Een woning kopen tijdens de echtscheiding?
In bepaalde gevallen kan u dit inderdaad. Dit hangt af van het huwelijksvermogensstelsel waaronder u gehuwd bent alsook de bepalingen van uw huwelijkscontract.
Scheiding van goederen.
Bent u gehuwd onder het stelsel van ‘scheiding van goederen’, dan kan u een nieuw onroerend goed aankopen, zonder u dat hiervoor toestemming moet vragen aan uw toekomstige ex-echtgeno(o)t(e).
Gemeenschapsstelsel.
Bent u gehuwd onder een gemeenschapsstelsel, en wil u tijdens de echtscheidingsprocedure reeds een nieuw onroerend goed aankopen, dan zal uw toekomstige ex-echtgeno(o)t(e) in dit proces moeten tussenkomen. Artikel 1418 BW bepaalt immers dat de toestemming van beide echtgenoten vereist is voor (onder meer) de aankoop van een onroerend goed. Tot zolang het huwelijk duur bent u gebonden door dit artikel. De onderhandse verkoopakte en latere aankoopakte vermeldt uitdrukkelijk dat de toekomstige (ex-)echtgeno(o)t(e) geen mede-eigenaar van dit onroerend goed wil worden.
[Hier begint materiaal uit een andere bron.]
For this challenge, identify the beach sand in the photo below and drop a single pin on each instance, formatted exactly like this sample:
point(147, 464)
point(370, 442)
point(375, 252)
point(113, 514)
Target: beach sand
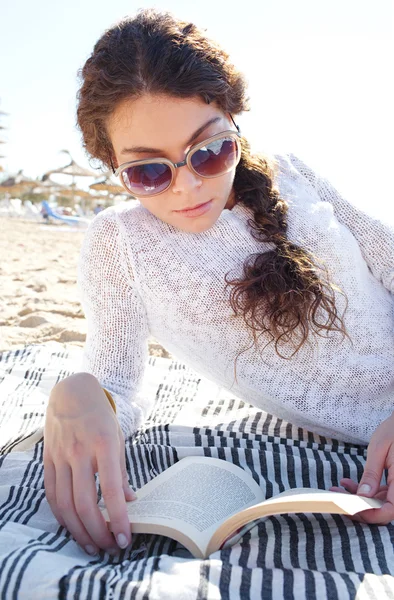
point(39, 300)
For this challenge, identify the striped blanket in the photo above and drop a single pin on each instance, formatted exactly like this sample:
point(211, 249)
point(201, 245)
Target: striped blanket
point(302, 556)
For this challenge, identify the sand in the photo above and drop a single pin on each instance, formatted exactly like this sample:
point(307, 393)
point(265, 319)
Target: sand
point(39, 299)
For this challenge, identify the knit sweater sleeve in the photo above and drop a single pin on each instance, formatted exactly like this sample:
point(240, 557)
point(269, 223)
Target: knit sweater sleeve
point(116, 345)
point(375, 238)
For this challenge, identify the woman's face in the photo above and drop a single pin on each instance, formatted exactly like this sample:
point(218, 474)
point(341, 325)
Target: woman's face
point(165, 124)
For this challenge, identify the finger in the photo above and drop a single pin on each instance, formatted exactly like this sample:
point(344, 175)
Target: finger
point(85, 500)
point(65, 503)
point(349, 485)
point(376, 457)
point(50, 489)
point(128, 491)
point(108, 461)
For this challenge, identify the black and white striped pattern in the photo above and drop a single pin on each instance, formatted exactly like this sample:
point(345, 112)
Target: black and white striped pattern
point(301, 556)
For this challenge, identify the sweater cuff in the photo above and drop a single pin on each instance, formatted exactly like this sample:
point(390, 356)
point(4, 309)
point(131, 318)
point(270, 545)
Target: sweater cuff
point(110, 399)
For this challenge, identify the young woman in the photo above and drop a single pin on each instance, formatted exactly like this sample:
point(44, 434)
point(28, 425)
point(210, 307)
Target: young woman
point(253, 270)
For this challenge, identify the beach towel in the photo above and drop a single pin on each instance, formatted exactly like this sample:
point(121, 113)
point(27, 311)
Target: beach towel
point(299, 556)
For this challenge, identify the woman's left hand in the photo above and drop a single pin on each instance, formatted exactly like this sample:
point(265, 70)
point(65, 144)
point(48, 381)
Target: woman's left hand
point(380, 456)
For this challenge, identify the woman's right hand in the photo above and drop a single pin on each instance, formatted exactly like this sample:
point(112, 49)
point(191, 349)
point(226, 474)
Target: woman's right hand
point(82, 436)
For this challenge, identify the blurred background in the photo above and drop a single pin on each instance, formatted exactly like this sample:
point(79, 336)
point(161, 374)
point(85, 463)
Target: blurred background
point(319, 73)
point(320, 84)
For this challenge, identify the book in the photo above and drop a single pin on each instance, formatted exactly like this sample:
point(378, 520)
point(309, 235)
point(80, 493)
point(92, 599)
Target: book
point(202, 502)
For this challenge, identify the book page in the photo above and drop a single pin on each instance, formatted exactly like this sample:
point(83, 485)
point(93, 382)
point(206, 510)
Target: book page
point(195, 495)
point(292, 501)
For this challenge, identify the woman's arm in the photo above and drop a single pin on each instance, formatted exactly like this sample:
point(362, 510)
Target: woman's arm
point(116, 345)
point(375, 238)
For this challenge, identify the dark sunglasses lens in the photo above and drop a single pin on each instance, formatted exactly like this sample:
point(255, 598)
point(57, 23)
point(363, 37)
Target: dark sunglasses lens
point(215, 158)
point(147, 179)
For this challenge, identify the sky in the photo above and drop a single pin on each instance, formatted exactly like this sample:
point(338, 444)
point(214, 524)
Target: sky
point(319, 75)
In een gemeenschapsstelsel is het onroerend goed dat wordt aangekocht een gemeenschappelijk goed tot zolang de echtscheiding niet definitief is. Nadien wordt het onroerend goed een eigen goed van degene die het aankocht en dit met terugwerkende kracht. Vindt de echtscheiding niet plaats, dan blijft het een gemeenschappelijk goed.
Hierop bestaat wel een uitzondering, met name de onroerende (weder)belegging.
Een onroerende wederbelegging bestaat wanneer de aankoop van een onroerend goed voor meer dan de helft gefinancierd is met eigen gelden van een echtgenoot of met gelden afkomstig uit de verkoop van eigen goederen van een echtgenoot. Het eigen karakter van de gelden moet worden aangetoond door deze laatste. Deze twee elementen worden in de aankoopakte zelf vermeld samen met de verklaring dat de aankoop gebeurt ten titel van (weder)belegging. Indien aan deze voorwaarden is voldaan dan is het onroerend goed eigen.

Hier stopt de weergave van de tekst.